Margareta Bergman (born Karin Ann Margareta Bergman; 22 August 1922 in Uppsala, Sweden – 27 September 2006) was a Swedish novelist.
Margareta Bergman, only sister of film director Ingmar Bergman (1918–2007), is the author of novels Karin and Mirror Mirror.
As a child of 8, she helped to inspire her brother Ingmar Bergman to create his first plays at home in 1930. Her older brother Dag Bergman (1914–1984) was an ambassador.
Her father Erik Bergman, a Lutheran priest, was extremely strict, and forced Margareta and her brothers to attend all of his Sunday church services.
Ingmar Bergman's most personal feature film, that he had intended to be his last, was the somewhat autobiographical Fanny and Alexander, based on his and Margareta's unhappy childhood.
Margareta Bergman was married to English author and broadcaster Paul Britten Austin from 1951 until his death in 2005. She had four children, Veronica Ralston (born 1951, who translated some of her books), Thomas Britten Austin, Rose Britten Austin (a sculptor), and Cecelia Britten Austin.

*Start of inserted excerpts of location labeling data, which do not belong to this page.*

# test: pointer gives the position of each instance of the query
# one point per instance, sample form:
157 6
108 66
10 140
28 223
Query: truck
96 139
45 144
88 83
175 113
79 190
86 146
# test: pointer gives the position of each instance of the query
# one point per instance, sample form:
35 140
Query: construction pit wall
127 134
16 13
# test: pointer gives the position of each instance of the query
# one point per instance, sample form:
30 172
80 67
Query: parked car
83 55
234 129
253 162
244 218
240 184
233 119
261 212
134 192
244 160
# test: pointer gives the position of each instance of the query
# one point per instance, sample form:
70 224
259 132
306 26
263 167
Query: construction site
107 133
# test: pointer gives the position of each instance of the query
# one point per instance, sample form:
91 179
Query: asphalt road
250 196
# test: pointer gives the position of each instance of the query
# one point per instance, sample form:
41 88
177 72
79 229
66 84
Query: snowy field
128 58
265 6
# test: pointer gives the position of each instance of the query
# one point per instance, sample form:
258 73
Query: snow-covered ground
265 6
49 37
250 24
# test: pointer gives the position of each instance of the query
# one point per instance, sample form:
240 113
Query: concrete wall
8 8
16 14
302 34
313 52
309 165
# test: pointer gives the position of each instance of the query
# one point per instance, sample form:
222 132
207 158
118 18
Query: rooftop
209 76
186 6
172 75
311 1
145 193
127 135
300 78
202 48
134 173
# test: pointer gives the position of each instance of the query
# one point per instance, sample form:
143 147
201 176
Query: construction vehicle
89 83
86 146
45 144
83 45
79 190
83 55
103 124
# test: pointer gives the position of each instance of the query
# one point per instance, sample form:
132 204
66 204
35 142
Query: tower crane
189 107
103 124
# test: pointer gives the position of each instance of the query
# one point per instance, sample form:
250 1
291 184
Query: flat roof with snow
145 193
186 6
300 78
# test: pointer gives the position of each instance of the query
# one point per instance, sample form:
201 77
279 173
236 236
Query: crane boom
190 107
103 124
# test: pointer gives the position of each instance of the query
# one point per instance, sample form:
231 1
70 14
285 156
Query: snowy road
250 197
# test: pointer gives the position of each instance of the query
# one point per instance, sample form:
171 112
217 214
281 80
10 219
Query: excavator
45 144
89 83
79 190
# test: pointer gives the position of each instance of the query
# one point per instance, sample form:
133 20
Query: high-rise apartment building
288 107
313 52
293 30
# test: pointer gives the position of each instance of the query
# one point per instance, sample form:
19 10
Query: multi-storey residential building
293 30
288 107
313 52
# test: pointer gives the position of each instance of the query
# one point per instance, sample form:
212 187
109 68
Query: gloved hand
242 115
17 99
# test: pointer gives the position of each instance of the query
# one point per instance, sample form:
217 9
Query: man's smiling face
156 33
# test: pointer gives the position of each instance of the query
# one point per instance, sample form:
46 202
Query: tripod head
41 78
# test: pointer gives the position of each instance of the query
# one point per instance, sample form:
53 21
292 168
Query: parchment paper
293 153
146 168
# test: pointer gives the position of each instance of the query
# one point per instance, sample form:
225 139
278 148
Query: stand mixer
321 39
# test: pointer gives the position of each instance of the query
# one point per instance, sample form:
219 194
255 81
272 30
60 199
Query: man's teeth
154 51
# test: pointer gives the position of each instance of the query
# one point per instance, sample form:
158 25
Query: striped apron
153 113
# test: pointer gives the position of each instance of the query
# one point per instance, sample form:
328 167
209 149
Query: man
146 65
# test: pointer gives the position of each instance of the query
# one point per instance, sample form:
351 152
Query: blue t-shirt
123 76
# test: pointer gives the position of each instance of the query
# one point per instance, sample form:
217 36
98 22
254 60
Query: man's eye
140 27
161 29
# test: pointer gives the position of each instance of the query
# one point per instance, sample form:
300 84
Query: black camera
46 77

Publisher's Weekly wrote that in Mirror, Mirror, Bergman draws on a similar set of images as her brother Ingmar Bergman—wild strawberries, an "actress struck mute by aphasia" but with a "more delicate and muted result." The review concludes "Bergman's prose carefully circles, rather than describes, the unspeakable, resulting in an austere work of art softened by a uniquely modern wisdom."